Members of Survivors Speak Out wrote: “People are escaping fire in their country of origin to seek safety but, unfortunately they are being sent back to die from the same fire by the UK Home Office with the complicity of British Airways.”
A current member of BA’s staff wrote: “Instead of deporting migrants and refugees, we could be joining Virgin Atlantic, one of our main competitors, in ending forced deportations from the UK. Our airline could help those fighting for positive change in the world and stand with those seeking freedom from brutality and persecution by ending forced deportations. We could celebrate those who seek to live their true lives peacefully with us. Please let us end forced deportations and live the values that we seek to celebrate.”
The band Big Joanie wrote: “Our band, Big Joanie, are descendants of Caribbean and African migrants, our community has been scarred by the stories of people in our community forcibly removed and deported for nothing more than an error by the Home Office. You are not an ally to our community as long as you enable forced deportations. We ask that you cease this immediately and join others in refusing to participate in a merciless and heartless practice.”
One British Airways customer wrote: “Before this [campaign], I did not know you facilitated deportations.
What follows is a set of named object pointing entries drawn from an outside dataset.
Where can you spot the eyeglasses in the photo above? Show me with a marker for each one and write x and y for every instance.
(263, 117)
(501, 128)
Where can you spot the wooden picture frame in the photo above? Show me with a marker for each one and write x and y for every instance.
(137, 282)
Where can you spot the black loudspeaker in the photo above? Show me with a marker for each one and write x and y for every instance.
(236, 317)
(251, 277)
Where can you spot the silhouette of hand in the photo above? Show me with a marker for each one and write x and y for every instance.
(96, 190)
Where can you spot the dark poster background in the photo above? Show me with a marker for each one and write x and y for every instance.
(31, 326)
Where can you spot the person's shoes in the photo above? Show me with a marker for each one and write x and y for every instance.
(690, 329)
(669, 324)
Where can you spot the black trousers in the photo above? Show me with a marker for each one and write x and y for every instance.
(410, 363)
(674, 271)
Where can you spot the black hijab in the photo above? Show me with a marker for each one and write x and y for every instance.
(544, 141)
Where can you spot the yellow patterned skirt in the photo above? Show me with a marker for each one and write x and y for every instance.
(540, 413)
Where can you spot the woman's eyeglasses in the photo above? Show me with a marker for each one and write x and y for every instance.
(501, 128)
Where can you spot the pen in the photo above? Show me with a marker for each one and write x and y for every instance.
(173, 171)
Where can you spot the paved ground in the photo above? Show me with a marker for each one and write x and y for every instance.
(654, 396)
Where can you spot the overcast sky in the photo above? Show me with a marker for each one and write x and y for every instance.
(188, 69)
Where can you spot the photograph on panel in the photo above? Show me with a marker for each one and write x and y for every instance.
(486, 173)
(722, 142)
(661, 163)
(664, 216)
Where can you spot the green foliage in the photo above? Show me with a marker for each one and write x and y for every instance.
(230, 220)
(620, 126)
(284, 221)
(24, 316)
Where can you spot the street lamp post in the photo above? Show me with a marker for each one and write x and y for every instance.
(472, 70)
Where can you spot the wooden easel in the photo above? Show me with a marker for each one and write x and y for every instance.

I have travelled with you before, and enjoyed the experience, but I cannot in good conscience do this again for as long as you support this unjust practice.”
In 2017, activists from LGSMigrants and other groups made headlines by grounding a charter deportation flight from Stansted airport. The government continues to charter planes specifically to deport groups of vulnerable migrants, but also deports individuals on commercial passenger flights through contracts with airlines like British Airways. BA has been responsible for carrying countless deportees, and several years ago, an Angolan passenger, Jimmy Mubenga, died on a BA deportation flight.
With this letter campaign, LGSMigrants are increasing the pressure on BA, following a series of actions including an ad hack on the London Underground, a Tinder bot placed at airports, the disruption of an Airlines UK industry dinner and the launch of the British Airways exhibition at the Saatchi Gallery.
After pressure from LGSMigrants and others, Virgin Atlantic cancelled their contract for deportations with the Home Office in 2018. Now the group are calling on BA and other airlines to follow suit.
LGSMigrants spokesperson Sam Björn said: “We don’t know what British values BA think they’re celebrating with this centenary campaign, but we won’t let them whitewash their legacy of supporting the racist hostile environment and enabling the Windrush scandal by claiming to embody them.”
LGSMigrants are calling the public to tweet BA with #DearBA asking them to end their deportation contracts.